Failed social experiment 😒
So I tried something. A little social experiment of sorts. Most people don't know what I do for work. I just say basic stuff like IT or Networking and that's usually enough because most of my friends are not into that. Anyway, I tried something just to see. Been doing the youtube thing so I thought I'd give it a try. Results were not ideal. It made me a little sad actually but it did make me see a little better.
I told someone what I do a bit more specific but this time I also mentioned my pay, benefits, and retirement plan. This was on purpose and I wanted too see if that made a difference in my friendship and/or romantic life. Well, I didn't even need to wait a week. The person I told this too told me I shouldn't waste my retirement in case I pass away. You see, I can set up my retirement plan so that my spouse will get my retirement should I pass away. Well, I'm not married so there is no spouse to pass it along to so the point is mute. Yet, this "friend" tells me that I should be able to pass my retirement along to someone else and I shouldn't waste it by not passing it on to anyone. As time passed, she all of a sudden has been chatting with me like 10x more than before and her tone and texting has changed.

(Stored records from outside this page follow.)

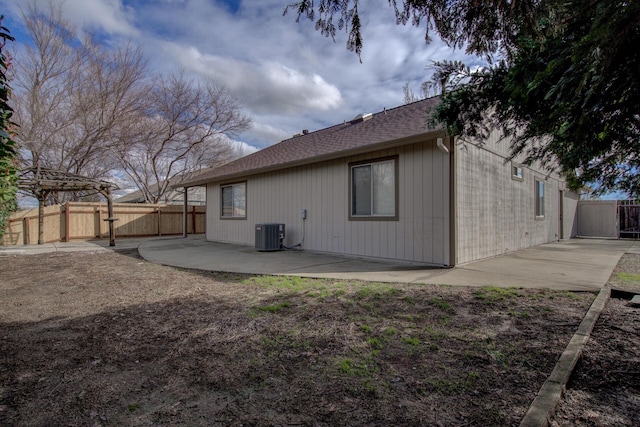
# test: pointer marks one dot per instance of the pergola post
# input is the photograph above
(111, 219)
(42, 181)
(41, 219)
(185, 217)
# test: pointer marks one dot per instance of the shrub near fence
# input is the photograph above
(85, 220)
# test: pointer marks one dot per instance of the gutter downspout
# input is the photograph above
(453, 203)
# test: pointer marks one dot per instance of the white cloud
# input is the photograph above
(265, 87)
(108, 16)
(286, 74)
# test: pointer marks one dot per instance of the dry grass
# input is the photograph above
(111, 339)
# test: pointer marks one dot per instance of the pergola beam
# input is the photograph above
(42, 181)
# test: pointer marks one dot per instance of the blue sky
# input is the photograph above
(287, 76)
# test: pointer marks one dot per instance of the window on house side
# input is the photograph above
(373, 190)
(234, 200)
(516, 172)
(539, 199)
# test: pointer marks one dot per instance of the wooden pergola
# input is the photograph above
(41, 182)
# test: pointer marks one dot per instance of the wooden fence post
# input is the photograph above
(67, 220)
(25, 234)
(193, 219)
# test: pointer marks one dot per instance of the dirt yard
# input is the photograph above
(108, 339)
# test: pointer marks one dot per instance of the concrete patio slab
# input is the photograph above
(577, 264)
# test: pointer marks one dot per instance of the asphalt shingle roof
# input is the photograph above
(333, 142)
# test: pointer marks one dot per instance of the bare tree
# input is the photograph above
(185, 127)
(72, 95)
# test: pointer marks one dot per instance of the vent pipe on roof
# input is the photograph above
(361, 118)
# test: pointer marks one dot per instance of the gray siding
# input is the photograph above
(420, 234)
(496, 213)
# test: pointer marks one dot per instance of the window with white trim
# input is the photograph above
(539, 195)
(516, 172)
(233, 200)
(374, 190)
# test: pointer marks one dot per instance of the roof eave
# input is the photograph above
(434, 133)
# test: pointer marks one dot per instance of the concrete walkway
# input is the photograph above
(577, 264)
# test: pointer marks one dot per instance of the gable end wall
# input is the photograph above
(495, 213)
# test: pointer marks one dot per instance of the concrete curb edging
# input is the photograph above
(544, 405)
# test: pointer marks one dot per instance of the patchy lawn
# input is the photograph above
(604, 389)
(91, 339)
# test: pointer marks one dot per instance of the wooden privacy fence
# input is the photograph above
(85, 220)
(629, 218)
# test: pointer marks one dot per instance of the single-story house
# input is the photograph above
(386, 185)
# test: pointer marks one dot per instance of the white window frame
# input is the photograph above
(517, 172)
(539, 198)
(392, 216)
(237, 211)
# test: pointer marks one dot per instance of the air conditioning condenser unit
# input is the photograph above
(269, 237)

Later, a close friend of hers started texting me a bit more too. She asked me out again and wanted me to go out with her.....and her son! Well what the heck is that? You don't date and bring your Son out with you. Maybe in time and after awhile, that's when you introduce your kiddos. Oh yeah, she is a single Mom so it's not a weird triangle thing. I put two-and-two together and figured she knew too. She's good friends with the woman I told about my work.
This sucks and makes me a little sad. They've known me for a few years and never really gave me much attention except as good friends and that's more than fine with me. I did this just to see and I see what happened. This means my morals, humor, ethics, hobbies, intergrity, honesty, dependability, hamster wheel spinning around in my head, and basically my overall character that I've been as a friend to these two women all these years meant nothing to them? Only when they know what my pay and benefits are then all of a sudden they want me for maybe something special? I thought what I show is pretty good and enough to bring on the table for a possible relationship. So all these things I am mean nothing and only because of my current financial status info makes me a better person now?
So yeah.. got me down a little bit but it's something I needed to learn and know. I didn't even reply to the other lady that wanted me to go out with her ad her kiddo. Nope, not going that way. Surprising myself actually. She is pretty cute too and I'm not wanting to go out with her? Some people would slap me telling me to wake the heck up. Blond, blue eyes, and a little overweight but it's mostly on her butt and it actually makes her look hotter so she is more than yummy enough to physically. I forgot what her ethnicity is. Some European Country but I don't recall what she said.
That's all I got for now. All I can do is keep striving to better myself and stay as happy as I can. For sure, no more of these experiments.
From the guy that apparently has a hidden heart, later diary.